Some pilots behave like scabs in that they make it impossible to act collectively; they function as a selfish, naive, army of the unemployed, they drive down wages, and then they condemn the rest of us who don't adopt their individualist outlook as unjustified complainers or greedy. Essentially, the "I-can't-believe-I-get-paid-to-do-this" pilots sell out to their exploiters in the hopes of getting crumbs from the table.

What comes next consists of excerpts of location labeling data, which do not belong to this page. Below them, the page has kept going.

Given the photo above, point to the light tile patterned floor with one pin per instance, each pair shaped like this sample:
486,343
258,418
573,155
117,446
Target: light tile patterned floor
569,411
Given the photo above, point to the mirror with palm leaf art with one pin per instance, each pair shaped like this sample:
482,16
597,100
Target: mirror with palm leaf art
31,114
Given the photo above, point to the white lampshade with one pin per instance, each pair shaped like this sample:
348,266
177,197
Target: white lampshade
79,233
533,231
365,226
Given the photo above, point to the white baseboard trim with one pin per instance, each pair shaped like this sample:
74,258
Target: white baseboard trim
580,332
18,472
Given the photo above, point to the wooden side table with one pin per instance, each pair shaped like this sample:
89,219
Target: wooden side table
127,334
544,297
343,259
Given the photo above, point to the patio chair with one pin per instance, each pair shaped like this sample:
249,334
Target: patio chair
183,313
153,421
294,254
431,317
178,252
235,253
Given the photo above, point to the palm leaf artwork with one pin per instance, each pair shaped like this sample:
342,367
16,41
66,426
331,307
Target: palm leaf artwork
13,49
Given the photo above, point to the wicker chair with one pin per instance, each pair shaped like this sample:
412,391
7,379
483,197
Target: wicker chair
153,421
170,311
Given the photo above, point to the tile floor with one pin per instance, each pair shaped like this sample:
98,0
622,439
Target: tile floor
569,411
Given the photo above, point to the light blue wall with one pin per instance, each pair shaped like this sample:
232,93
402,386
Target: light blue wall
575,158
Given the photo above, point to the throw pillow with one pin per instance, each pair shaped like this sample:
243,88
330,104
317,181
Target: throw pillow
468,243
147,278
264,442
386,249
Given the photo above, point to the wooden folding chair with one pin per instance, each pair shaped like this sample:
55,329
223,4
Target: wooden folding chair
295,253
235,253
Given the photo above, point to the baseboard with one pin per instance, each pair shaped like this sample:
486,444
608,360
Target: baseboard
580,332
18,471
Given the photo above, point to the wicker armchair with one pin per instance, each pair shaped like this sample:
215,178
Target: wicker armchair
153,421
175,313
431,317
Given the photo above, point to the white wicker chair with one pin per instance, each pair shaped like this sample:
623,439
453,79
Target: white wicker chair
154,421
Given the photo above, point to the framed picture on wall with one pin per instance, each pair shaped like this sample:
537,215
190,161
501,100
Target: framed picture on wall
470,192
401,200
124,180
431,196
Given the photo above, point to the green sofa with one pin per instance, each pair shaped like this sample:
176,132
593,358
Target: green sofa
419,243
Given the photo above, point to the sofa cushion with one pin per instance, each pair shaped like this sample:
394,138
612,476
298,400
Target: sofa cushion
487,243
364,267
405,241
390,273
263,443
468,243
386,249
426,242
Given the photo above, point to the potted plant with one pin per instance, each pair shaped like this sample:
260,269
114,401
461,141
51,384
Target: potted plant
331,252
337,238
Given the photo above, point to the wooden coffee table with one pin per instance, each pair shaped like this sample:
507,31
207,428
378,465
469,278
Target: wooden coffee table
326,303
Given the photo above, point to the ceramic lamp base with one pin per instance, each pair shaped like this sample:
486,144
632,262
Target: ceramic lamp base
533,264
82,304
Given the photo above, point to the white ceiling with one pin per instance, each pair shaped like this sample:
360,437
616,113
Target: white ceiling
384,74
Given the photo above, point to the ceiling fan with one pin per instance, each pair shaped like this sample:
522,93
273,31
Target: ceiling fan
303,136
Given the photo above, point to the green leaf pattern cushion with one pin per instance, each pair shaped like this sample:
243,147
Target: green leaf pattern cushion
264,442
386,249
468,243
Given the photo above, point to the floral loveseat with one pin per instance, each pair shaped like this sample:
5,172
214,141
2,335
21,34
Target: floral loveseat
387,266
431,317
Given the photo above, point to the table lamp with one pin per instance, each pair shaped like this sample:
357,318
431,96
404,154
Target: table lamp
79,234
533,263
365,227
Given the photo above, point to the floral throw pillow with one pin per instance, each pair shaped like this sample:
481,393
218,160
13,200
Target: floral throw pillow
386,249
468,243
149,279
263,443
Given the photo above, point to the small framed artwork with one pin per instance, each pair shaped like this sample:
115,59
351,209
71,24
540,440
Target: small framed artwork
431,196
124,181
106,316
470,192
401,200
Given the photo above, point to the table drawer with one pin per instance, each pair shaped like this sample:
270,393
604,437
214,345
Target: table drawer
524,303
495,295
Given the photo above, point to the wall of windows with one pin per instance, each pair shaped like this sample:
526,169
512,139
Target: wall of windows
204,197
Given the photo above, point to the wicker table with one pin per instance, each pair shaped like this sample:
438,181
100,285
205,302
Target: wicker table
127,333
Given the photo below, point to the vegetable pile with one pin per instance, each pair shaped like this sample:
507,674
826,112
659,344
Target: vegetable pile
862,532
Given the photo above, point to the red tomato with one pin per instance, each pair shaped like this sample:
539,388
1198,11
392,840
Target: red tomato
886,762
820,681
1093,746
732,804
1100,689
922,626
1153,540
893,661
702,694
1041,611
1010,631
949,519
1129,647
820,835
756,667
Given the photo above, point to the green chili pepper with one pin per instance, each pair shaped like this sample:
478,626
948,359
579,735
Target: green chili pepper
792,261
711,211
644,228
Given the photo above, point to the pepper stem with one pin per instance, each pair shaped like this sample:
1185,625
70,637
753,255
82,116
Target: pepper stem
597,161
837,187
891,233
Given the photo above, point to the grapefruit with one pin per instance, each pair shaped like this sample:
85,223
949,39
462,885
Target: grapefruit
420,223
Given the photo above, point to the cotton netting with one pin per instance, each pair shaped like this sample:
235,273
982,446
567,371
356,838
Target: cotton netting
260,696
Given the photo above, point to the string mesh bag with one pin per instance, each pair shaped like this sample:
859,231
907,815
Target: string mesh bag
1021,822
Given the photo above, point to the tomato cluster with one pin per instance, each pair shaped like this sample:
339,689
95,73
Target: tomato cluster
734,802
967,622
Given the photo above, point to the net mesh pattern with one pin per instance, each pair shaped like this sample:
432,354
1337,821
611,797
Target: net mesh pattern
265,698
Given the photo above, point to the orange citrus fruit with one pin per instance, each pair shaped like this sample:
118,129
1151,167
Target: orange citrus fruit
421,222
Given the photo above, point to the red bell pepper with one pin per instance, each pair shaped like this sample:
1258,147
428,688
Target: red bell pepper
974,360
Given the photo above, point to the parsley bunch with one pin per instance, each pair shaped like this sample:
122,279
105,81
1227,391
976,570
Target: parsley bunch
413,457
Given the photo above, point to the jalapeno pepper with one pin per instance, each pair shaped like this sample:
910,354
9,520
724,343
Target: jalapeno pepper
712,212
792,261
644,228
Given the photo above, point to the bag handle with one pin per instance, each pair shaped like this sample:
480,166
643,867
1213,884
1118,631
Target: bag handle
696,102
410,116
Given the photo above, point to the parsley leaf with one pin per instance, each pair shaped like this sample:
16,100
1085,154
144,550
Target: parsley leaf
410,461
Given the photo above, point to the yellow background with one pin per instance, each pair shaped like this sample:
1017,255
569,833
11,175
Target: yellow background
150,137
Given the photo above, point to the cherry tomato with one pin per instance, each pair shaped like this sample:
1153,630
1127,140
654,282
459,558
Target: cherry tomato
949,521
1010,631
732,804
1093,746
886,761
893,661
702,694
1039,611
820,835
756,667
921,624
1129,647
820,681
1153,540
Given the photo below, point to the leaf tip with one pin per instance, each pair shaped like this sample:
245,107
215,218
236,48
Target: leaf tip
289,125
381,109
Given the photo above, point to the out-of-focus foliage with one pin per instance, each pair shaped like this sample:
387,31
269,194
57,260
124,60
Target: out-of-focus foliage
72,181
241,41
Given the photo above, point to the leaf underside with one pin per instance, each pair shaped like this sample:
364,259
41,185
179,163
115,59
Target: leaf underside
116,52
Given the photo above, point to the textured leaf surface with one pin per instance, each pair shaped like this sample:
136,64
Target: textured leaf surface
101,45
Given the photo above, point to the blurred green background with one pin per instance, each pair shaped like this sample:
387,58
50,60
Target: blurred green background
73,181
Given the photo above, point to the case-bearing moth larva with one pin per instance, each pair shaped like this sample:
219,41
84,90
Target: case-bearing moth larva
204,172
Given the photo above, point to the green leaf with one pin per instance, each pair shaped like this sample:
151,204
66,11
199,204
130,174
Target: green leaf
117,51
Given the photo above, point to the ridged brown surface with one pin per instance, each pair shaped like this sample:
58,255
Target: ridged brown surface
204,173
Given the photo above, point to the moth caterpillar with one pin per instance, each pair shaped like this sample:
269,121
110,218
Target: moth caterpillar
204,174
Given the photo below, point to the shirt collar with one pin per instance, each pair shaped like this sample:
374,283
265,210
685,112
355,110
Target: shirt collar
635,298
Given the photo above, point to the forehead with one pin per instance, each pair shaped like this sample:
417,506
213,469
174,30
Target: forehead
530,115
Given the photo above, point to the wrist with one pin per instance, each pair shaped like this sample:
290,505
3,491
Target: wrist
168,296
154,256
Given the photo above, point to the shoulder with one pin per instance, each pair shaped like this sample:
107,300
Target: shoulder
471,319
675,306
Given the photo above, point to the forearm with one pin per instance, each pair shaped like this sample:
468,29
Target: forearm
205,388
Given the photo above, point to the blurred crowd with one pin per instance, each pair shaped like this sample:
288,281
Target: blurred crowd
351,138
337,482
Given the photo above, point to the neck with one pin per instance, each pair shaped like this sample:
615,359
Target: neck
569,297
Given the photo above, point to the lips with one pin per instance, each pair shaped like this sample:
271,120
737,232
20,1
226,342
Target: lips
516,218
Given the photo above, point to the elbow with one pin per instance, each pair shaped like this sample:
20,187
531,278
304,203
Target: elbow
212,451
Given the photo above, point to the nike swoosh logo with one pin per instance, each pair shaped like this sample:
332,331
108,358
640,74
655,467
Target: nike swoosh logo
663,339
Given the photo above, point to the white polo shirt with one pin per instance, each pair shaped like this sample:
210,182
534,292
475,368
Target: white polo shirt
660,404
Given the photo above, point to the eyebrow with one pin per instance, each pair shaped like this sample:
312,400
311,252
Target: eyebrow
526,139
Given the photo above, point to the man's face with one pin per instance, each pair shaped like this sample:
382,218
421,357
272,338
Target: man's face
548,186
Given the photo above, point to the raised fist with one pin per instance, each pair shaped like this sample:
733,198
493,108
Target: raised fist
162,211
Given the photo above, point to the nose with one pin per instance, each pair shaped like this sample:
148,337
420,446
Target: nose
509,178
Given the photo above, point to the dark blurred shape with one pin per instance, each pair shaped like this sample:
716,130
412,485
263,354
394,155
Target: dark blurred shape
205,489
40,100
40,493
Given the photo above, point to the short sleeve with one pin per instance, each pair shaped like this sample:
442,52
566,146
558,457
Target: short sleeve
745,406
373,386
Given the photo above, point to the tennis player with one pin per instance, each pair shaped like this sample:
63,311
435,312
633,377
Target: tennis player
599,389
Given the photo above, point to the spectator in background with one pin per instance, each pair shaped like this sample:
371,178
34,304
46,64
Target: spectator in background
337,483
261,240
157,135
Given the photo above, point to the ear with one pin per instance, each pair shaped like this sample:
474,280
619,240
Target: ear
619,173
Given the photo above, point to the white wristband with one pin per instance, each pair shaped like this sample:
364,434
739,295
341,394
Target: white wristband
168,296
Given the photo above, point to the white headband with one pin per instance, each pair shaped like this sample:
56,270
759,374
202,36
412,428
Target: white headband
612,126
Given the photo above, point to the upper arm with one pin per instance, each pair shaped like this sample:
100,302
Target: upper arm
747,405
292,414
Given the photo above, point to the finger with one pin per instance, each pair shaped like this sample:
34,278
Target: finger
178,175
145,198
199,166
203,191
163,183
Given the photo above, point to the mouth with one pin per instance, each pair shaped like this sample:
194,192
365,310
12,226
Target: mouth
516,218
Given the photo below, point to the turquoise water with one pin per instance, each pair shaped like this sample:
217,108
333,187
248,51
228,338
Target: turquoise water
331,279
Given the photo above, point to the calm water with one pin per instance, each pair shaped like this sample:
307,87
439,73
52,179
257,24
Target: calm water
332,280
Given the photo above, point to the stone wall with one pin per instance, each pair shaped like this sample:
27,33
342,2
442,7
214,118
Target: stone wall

These pilots are a downtrodden lot, but I wonder if pilots who are committed to change and collective action need to draw a line and declare, 'You are with us or against us.' And, if you are an pilot who undercuts wages, expands the tyranny of flexibility, refuses to help your fellow aviation workers, and then proclaims how wonderful the system is . . . well, what would a serious union movement do?

Some may comment suggesting that at least some pilots, behave like scabs. This is a delicate and thorny issue, which in the current climate of exploitation is raised regularly. One of the problems surrounding discussions of the professional pilot, is that we are all too polite, and let's face, all too embarrassed, to confront the issues openly and frankly.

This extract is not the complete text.